Detil yang tertangkap oleh sepasang kamera naturalku saat itu adalah ladang sayur nan sehat, ladang anggur, serta ladang bunga matahari nan mempesona. Ya, ibaratkan semacam Puncak, Bogor, namun ada polesan tangan Illahi yang membuatnya lebih mentereng dan eye- catching. Hijau, kuning, putih, oranye bersatu padu ibarat anyaman permadani yang terhampar begitu luas. Kelok sungai nan elok dengan rentetan batuan yang berserakan turut mewarnai sketsa Barcelona- Quillan. Tampak tenda- tenda untuk berkemah berdiri dengan cantik nan tegas di sepanjang sungai tersebut, sepertinya sedang diadakan perkemahan saat itu. Definitely, summer is a long holiday! 

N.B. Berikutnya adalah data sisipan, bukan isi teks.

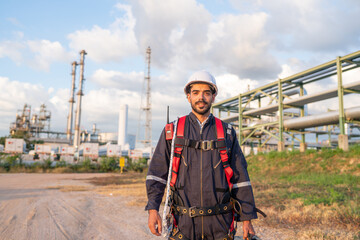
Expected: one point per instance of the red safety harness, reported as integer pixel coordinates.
(205, 145)
(181, 142)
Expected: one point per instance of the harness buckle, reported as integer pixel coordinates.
(207, 145)
(192, 211)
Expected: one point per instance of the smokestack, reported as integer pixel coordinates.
(122, 131)
(71, 107)
(78, 108)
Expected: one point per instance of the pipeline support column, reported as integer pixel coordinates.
(281, 144)
(240, 123)
(303, 145)
(343, 141)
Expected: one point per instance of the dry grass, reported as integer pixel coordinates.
(130, 184)
(70, 188)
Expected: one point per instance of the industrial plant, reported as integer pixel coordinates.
(275, 116)
(77, 143)
(271, 117)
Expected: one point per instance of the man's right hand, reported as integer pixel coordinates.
(154, 222)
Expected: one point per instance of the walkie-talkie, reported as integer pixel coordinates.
(169, 128)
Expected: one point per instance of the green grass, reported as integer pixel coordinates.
(315, 178)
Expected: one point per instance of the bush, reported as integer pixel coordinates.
(109, 164)
(137, 166)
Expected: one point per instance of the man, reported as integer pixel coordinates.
(203, 184)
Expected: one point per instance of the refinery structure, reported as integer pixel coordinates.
(275, 116)
(271, 117)
(76, 143)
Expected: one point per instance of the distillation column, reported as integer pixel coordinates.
(147, 108)
(71, 106)
(78, 108)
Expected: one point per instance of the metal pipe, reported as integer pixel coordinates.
(71, 106)
(78, 109)
(321, 119)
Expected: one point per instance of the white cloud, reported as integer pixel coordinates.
(132, 81)
(46, 53)
(12, 50)
(185, 37)
(315, 26)
(230, 85)
(108, 44)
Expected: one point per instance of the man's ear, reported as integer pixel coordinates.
(213, 100)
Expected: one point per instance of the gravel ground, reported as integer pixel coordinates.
(33, 207)
(66, 206)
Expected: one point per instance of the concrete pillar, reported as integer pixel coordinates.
(303, 147)
(281, 146)
(343, 142)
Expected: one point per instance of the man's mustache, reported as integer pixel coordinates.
(201, 101)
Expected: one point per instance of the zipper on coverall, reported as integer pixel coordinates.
(201, 186)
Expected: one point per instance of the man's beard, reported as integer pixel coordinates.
(203, 110)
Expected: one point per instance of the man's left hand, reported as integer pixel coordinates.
(248, 229)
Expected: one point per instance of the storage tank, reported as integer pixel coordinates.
(15, 145)
(42, 149)
(90, 150)
(110, 150)
(67, 150)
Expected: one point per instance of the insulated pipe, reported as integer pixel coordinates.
(78, 109)
(321, 119)
(71, 101)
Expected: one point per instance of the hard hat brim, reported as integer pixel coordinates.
(188, 85)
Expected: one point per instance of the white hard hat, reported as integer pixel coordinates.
(201, 77)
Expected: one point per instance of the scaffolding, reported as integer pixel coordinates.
(31, 124)
(283, 118)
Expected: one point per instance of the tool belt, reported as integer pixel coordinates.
(203, 211)
(177, 235)
(205, 145)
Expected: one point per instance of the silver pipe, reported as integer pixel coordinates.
(78, 108)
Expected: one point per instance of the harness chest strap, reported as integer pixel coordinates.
(206, 145)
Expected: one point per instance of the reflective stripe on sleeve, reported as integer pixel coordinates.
(242, 184)
(152, 177)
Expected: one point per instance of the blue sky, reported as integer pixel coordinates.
(243, 43)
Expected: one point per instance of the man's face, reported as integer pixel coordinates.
(201, 98)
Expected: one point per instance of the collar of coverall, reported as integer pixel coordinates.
(193, 118)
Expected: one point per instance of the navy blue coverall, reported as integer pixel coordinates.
(201, 180)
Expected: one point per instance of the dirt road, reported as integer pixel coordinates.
(67, 206)
(35, 206)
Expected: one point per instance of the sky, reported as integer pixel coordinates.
(243, 43)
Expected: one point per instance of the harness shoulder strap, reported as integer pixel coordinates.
(178, 150)
(223, 152)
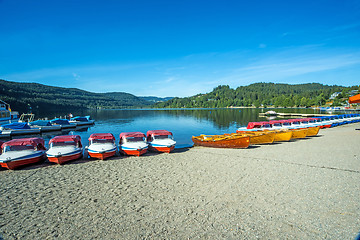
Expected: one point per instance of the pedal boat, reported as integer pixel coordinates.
(222, 141)
(21, 152)
(133, 143)
(18, 128)
(101, 145)
(160, 141)
(64, 148)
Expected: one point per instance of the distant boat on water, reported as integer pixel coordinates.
(6, 114)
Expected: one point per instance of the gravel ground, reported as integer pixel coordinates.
(304, 189)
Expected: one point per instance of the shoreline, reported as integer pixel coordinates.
(300, 189)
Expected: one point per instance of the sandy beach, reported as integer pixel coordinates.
(305, 189)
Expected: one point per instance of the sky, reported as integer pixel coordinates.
(178, 48)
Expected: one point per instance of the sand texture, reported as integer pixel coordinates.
(304, 189)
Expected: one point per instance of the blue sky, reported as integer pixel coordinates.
(178, 48)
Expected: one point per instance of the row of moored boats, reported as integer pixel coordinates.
(39, 126)
(18, 152)
(274, 131)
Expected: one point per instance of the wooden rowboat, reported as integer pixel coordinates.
(222, 141)
(259, 137)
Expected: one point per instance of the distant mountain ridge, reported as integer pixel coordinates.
(22, 96)
(156, 99)
(263, 94)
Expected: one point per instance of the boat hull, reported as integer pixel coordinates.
(65, 157)
(298, 133)
(102, 155)
(133, 152)
(222, 141)
(165, 149)
(261, 137)
(23, 162)
(312, 131)
(283, 136)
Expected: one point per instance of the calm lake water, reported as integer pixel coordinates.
(183, 123)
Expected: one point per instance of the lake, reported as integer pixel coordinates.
(183, 123)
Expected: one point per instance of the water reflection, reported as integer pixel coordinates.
(184, 123)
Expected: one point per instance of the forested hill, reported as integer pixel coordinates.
(22, 96)
(266, 94)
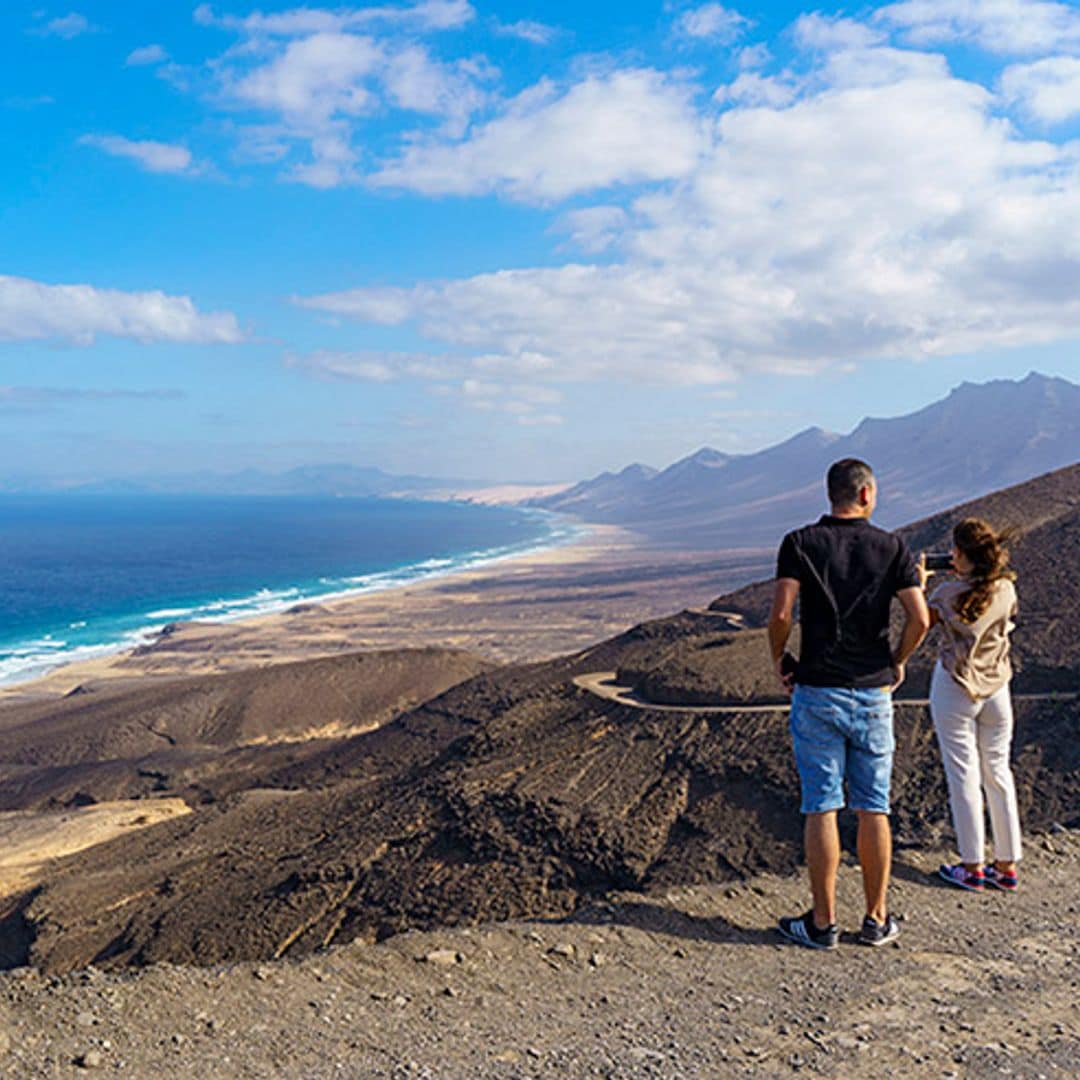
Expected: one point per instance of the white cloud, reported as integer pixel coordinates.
(826, 31)
(753, 56)
(1007, 27)
(752, 89)
(375, 366)
(595, 228)
(714, 22)
(415, 81)
(30, 310)
(153, 157)
(67, 27)
(538, 34)
(146, 55)
(1048, 90)
(316, 77)
(880, 207)
(548, 146)
(427, 15)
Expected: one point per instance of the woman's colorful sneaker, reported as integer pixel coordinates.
(961, 877)
(1007, 881)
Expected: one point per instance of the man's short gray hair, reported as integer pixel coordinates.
(846, 478)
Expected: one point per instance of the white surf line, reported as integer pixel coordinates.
(604, 685)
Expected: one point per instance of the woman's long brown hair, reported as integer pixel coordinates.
(988, 552)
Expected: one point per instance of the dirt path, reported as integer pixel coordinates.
(690, 983)
(605, 685)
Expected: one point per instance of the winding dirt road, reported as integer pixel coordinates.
(605, 685)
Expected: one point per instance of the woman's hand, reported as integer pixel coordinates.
(923, 572)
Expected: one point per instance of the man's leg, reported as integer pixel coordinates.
(875, 858)
(869, 779)
(823, 859)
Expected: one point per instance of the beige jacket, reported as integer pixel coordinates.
(976, 653)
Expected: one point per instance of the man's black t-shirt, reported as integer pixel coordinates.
(848, 571)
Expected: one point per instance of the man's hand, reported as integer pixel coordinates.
(786, 677)
(899, 671)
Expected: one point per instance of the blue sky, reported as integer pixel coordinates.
(521, 241)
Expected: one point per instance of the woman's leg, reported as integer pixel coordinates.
(995, 726)
(954, 716)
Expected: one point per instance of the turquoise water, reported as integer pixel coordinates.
(86, 575)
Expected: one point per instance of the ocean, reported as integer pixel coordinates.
(83, 576)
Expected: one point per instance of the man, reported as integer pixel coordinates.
(845, 574)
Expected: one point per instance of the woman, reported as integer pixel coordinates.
(971, 706)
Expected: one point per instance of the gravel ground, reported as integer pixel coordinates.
(689, 983)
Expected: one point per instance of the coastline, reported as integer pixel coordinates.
(597, 583)
(269, 602)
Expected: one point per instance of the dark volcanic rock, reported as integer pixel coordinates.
(510, 795)
(1045, 512)
(192, 736)
(513, 793)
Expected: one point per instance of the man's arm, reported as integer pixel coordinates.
(916, 625)
(781, 619)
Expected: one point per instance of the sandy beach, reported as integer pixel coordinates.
(524, 607)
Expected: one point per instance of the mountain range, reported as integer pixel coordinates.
(981, 437)
(354, 797)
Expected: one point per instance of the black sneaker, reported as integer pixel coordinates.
(801, 930)
(878, 933)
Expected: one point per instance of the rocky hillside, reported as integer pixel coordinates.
(515, 792)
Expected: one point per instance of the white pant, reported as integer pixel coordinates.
(974, 739)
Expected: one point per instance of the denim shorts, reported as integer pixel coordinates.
(842, 734)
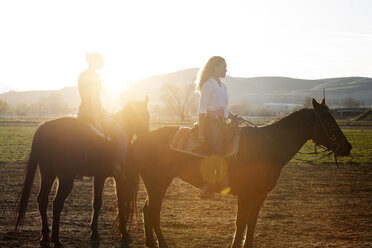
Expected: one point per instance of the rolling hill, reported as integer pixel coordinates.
(254, 91)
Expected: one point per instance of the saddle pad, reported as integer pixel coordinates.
(184, 142)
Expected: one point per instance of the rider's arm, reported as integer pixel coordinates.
(202, 118)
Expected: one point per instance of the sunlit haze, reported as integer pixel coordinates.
(43, 43)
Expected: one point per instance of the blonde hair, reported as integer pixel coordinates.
(208, 69)
(91, 57)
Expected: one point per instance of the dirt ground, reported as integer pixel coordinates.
(312, 206)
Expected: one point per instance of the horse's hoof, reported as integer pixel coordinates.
(58, 245)
(95, 237)
(126, 239)
(44, 243)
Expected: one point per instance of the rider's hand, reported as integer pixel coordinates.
(201, 138)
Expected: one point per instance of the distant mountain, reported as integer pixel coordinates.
(254, 91)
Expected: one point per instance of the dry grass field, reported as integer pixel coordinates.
(312, 206)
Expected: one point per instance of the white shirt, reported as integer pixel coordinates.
(213, 97)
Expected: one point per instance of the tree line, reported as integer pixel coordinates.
(53, 104)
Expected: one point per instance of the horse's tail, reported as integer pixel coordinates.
(29, 179)
(127, 194)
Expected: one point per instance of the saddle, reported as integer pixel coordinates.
(186, 140)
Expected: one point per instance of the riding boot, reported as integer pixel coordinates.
(208, 191)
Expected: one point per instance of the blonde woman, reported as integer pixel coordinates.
(213, 111)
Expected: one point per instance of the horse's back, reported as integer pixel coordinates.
(63, 140)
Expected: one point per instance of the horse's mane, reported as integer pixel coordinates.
(277, 123)
(286, 119)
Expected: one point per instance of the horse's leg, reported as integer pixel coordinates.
(252, 220)
(241, 223)
(42, 199)
(64, 189)
(149, 233)
(155, 201)
(97, 204)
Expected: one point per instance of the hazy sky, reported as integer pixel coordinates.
(43, 43)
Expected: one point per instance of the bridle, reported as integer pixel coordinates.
(318, 125)
(331, 138)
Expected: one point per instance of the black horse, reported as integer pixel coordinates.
(66, 147)
(252, 173)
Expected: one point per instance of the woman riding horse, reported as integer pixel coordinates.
(213, 112)
(91, 109)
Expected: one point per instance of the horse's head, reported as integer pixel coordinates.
(135, 117)
(327, 132)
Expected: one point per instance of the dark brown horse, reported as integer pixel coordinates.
(252, 173)
(66, 147)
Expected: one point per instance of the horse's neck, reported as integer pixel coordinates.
(289, 135)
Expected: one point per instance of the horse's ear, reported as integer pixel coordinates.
(315, 103)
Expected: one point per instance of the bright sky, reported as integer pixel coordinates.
(43, 43)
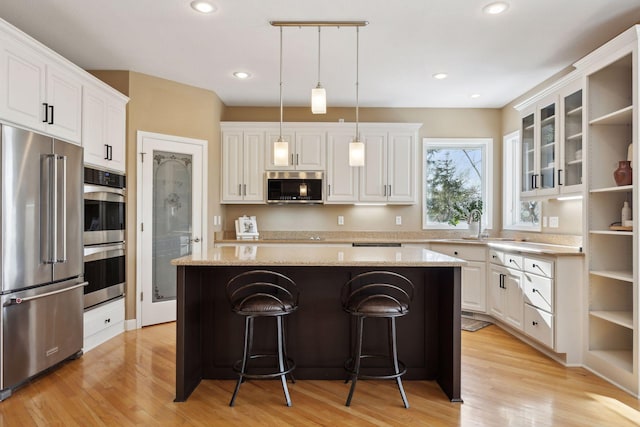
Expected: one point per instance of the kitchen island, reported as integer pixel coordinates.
(210, 335)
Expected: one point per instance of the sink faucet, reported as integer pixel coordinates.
(476, 214)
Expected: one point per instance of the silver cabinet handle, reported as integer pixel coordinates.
(16, 300)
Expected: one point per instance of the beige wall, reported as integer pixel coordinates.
(166, 107)
(436, 122)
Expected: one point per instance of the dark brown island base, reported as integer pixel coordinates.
(210, 335)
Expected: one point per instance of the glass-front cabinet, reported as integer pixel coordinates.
(539, 149)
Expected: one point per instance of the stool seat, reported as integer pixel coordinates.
(380, 294)
(263, 293)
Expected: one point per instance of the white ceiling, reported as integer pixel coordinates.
(405, 43)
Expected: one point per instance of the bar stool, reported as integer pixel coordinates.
(263, 293)
(382, 294)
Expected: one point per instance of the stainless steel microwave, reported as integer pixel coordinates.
(294, 187)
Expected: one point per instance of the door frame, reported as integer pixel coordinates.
(141, 135)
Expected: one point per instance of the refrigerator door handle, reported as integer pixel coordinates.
(61, 211)
(47, 218)
(17, 300)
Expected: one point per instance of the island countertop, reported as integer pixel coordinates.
(247, 255)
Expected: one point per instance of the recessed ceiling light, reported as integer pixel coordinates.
(203, 6)
(495, 8)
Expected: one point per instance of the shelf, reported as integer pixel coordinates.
(612, 232)
(575, 111)
(621, 318)
(624, 116)
(622, 359)
(622, 275)
(621, 188)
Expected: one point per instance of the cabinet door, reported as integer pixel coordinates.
(514, 301)
(496, 292)
(272, 136)
(22, 85)
(116, 134)
(253, 165)
(401, 170)
(373, 175)
(310, 150)
(473, 287)
(341, 179)
(94, 107)
(528, 154)
(64, 99)
(232, 166)
(548, 147)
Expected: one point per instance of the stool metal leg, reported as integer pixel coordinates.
(281, 361)
(248, 337)
(356, 359)
(394, 356)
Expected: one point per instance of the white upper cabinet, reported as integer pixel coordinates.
(389, 171)
(37, 90)
(307, 148)
(103, 128)
(341, 179)
(242, 165)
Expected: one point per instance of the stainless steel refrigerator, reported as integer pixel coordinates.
(41, 254)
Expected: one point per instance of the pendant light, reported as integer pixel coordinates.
(318, 94)
(281, 147)
(356, 147)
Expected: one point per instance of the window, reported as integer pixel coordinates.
(456, 172)
(517, 214)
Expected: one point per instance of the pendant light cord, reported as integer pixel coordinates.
(357, 82)
(280, 139)
(318, 56)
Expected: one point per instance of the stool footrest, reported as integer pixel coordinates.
(349, 367)
(237, 367)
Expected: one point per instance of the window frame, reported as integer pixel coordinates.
(486, 145)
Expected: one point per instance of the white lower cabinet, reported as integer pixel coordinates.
(474, 274)
(103, 323)
(540, 296)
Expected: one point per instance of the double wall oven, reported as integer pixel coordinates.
(104, 230)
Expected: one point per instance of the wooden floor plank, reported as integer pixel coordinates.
(130, 381)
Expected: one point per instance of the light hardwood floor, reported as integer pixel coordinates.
(130, 381)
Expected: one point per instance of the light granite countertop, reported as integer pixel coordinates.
(321, 255)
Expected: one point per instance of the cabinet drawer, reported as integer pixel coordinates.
(466, 252)
(103, 317)
(539, 266)
(538, 324)
(538, 291)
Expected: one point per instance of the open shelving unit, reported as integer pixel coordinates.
(612, 330)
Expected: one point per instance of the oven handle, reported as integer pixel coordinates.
(17, 300)
(90, 188)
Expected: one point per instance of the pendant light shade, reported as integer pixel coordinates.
(318, 94)
(356, 147)
(281, 147)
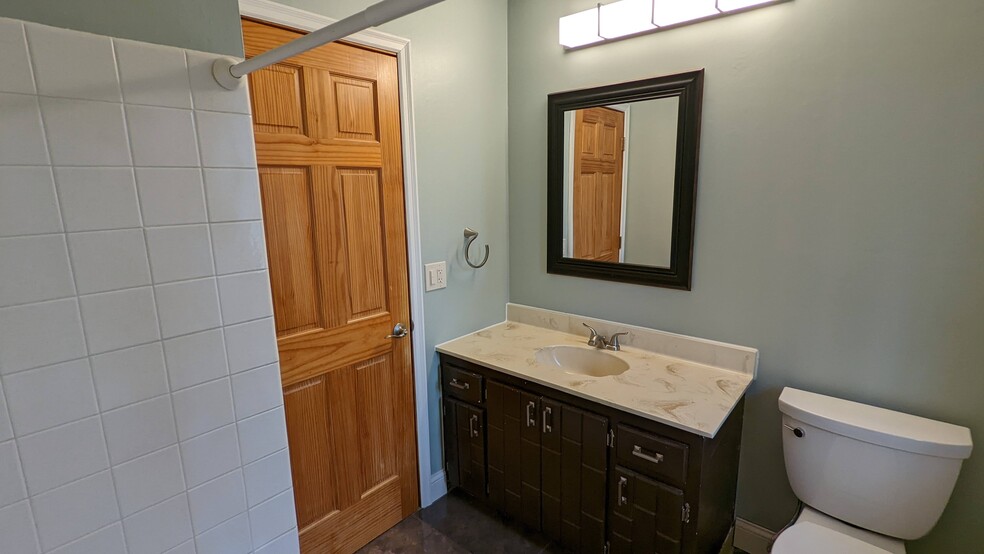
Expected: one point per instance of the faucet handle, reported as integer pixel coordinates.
(593, 339)
(614, 342)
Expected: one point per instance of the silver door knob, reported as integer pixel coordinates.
(399, 331)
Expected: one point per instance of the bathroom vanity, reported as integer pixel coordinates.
(628, 451)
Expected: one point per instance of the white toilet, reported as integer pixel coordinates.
(870, 478)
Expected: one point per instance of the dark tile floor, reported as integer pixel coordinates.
(456, 524)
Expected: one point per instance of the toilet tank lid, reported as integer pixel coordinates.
(877, 425)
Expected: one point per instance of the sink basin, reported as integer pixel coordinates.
(582, 361)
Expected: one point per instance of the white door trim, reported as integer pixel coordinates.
(273, 12)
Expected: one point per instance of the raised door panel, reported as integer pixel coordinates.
(646, 516)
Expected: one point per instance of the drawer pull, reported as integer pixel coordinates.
(639, 453)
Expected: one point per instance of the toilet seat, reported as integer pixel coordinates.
(809, 538)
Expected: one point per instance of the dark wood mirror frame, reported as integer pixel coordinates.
(688, 87)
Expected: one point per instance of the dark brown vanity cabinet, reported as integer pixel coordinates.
(588, 476)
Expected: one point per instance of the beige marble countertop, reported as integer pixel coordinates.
(687, 395)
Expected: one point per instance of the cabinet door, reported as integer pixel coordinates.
(465, 449)
(514, 453)
(574, 469)
(646, 515)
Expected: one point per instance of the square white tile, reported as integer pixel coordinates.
(40, 334)
(203, 408)
(82, 132)
(162, 136)
(33, 269)
(109, 260)
(128, 376)
(273, 518)
(195, 359)
(46, 463)
(152, 74)
(12, 484)
(208, 456)
(262, 435)
(17, 529)
(15, 67)
(239, 247)
(6, 431)
(226, 140)
(74, 510)
(97, 198)
(139, 429)
(267, 477)
(180, 252)
(22, 140)
(233, 194)
(171, 196)
(108, 540)
(257, 390)
(251, 345)
(159, 528)
(115, 320)
(207, 93)
(150, 479)
(217, 501)
(187, 307)
(245, 296)
(230, 537)
(28, 204)
(49, 396)
(288, 543)
(71, 64)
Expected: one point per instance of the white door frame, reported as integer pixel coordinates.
(273, 12)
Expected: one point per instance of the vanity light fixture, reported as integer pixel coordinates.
(624, 18)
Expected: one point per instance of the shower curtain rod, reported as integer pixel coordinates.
(229, 72)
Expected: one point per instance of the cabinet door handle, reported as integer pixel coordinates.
(473, 425)
(638, 452)
(622, 499)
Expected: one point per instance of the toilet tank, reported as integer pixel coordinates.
(880, 470)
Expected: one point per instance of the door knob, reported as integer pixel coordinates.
(399, 331)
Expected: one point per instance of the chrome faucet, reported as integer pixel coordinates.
(602, 342)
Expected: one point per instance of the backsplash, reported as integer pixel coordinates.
(140, 402)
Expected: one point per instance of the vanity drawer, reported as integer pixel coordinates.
(462, 384)
(651, 454)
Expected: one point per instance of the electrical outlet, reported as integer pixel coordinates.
(436, 275)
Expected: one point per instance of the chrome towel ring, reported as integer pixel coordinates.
(470, 236)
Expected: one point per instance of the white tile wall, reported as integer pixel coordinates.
(140, 404)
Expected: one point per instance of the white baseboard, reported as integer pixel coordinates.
(438, 486)
(752, 538)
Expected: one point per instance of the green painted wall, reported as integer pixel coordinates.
(840, 210)
(206, 25)
(459, 86)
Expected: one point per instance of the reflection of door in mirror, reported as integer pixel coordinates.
(599, 138)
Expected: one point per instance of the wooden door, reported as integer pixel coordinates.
(327, 129)
(599, 141)
(646, 515)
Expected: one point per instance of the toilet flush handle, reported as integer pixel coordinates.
(796, 431)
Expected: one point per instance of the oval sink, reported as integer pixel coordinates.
(581, 361)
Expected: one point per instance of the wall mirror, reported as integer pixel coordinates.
(621, 180)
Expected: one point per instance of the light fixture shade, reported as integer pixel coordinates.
(580, 28)
(626, 17)
(670, 12)
(729, 5)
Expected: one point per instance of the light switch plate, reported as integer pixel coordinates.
(435, 276)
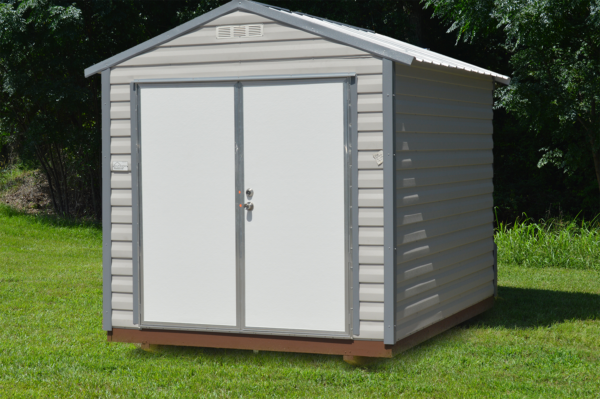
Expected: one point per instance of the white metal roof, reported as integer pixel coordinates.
(366, 40)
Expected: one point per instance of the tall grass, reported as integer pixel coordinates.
(573, 244)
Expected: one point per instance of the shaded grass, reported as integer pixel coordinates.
(542, 338)
(573, 244)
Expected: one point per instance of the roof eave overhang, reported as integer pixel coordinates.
(264, 11)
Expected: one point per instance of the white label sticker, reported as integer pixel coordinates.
(378, 157)
(122, 166)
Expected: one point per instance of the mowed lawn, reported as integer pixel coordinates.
(542, 338)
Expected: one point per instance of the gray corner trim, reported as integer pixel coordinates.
(258, 9)
(135, 200)
(389, 206)
(354, 227)
(495, 270)
(106, 223)
(250, 78)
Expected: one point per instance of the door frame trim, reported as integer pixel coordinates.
(350, 198)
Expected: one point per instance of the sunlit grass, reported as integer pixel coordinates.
(541, 339)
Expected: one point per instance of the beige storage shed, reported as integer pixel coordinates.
(277, 181)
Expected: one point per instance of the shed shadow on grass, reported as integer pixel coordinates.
(531, 308)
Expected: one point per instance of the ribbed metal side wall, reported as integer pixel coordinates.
(281, 50)
(445, 259)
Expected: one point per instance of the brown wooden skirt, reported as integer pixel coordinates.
(294, 344)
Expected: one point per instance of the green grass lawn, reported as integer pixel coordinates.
(542, 338)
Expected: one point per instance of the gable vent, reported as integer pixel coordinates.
(230, 32)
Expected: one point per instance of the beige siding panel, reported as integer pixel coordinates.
(370, 255)
(121, 232)
(426, 212)
(370, 274)
(120, 110)
(122, 301)
(122, 249)
(120, 180)
(430, 177)
(122, 267)
(120, 197)
(370, 141)
(238, 18)
(120, 127)
(123, 319)
(360, 65)
(370, 122)
(371, 311)
(444, 141)
(434, 281)
(416, 72)
(366, 160)
(438, 107)
(444, 310)
(370, 103)
(371, 292)
(370, 179)
(121, 214)
(424, 302)
(441, 192)
(371, 330)
(370, 236)
(442, 124)
(433, 264)
(271, 32)
(236, 52)
(437, 159)
(438, 227)
(370, 216)
(122, 284)
(426, 88)
(370, 83)
(120, 145)
(370, 198)
(120, 92)
(435, 245)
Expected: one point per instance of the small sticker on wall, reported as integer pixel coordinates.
(121, 166)
(378, 157)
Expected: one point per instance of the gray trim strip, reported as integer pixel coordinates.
(135, 200)
(249, 78)
(106, 222)
(354, 207)
(389, 205)
(267, 12)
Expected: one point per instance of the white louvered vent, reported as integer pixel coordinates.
(242, 31)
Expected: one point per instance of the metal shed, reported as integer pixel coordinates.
(278, 181)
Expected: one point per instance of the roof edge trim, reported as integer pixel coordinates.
(258, 9)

Sisi lain yang dapat ditangkap dari sketsa Barcelona- Quillan adalah dampak pemanasan global. Barcelona yang mataharinya dengan gagah memancarkan sinarnya, berbalik 180 derajat ketika memasuki Perancis. Summer disini lebih dominan ke arah pancaroba dari musim hujan ke musim panas di Indonesia. Rintik hujan, angin kencang kerap kali  turut serta mewarnai cuaca, terutama di hari- hari berikutnya ketika berada di Quillan. Bahkan kata Michelle, pria Prancis yang senantiasa baik hati menyiapkan petit dejeuner, dejeuner, et diner selama kami di dorm, summer tahun itu adalah summer terjelek yang pernah ada sepanjang 12 tahun terakhir. Oh Mon Dieu!

Quillan merupakan kota kecil  yang nyaman, indah, dan bersih, dimana tiap tahunnya selalu menjadi tujuan berlibur orang- orang di berbagai penjuru Perancis, bahkan luar negara Prancis. Terletak di pegunungan Pyrenees, seperti kota- kota lain yang telah kami kunjungi di Prancis. Berada di sebuah kota wisata di Prancis, untuk membawakan tarian dan musik tradisional Indonesia, menurutku sama seperti kita melihat pertunjukan di tempat wisata di berbagai kota tujuan liburan di Indonesia, seperti Bali, Toraja, Makassar, Medan, Aceh, Maluku, Lombok, Yogyakarta, Solo dan lainnya. Ibaratnya, kita turut memberikan nilai lebih bagi desa atau kota tujuan liburan tersebut.

Banyak hal yang didapat dari kepingan perjalanan di kota kecil ini. Yang paling disukai disini adalah kafe, bar, atau restoran yang nyaman dan kami bisa betah berlama- lama di tempat ini untuk sekadar mencari sinyal wi- fi dan juga menikmati kopi sambil berbincang sebelum malamnya kami harus tampil. Kuliner disini jika harus diperingkat, maka it's the runner- up! Especially about the cheese, chicken, and also the baguette. Roti baguette terkeras sampai terempuk bisa ditemukan disini. Seempuk- empuknya roti baguette, masih empuk tulang ayam. Trust me, it is true!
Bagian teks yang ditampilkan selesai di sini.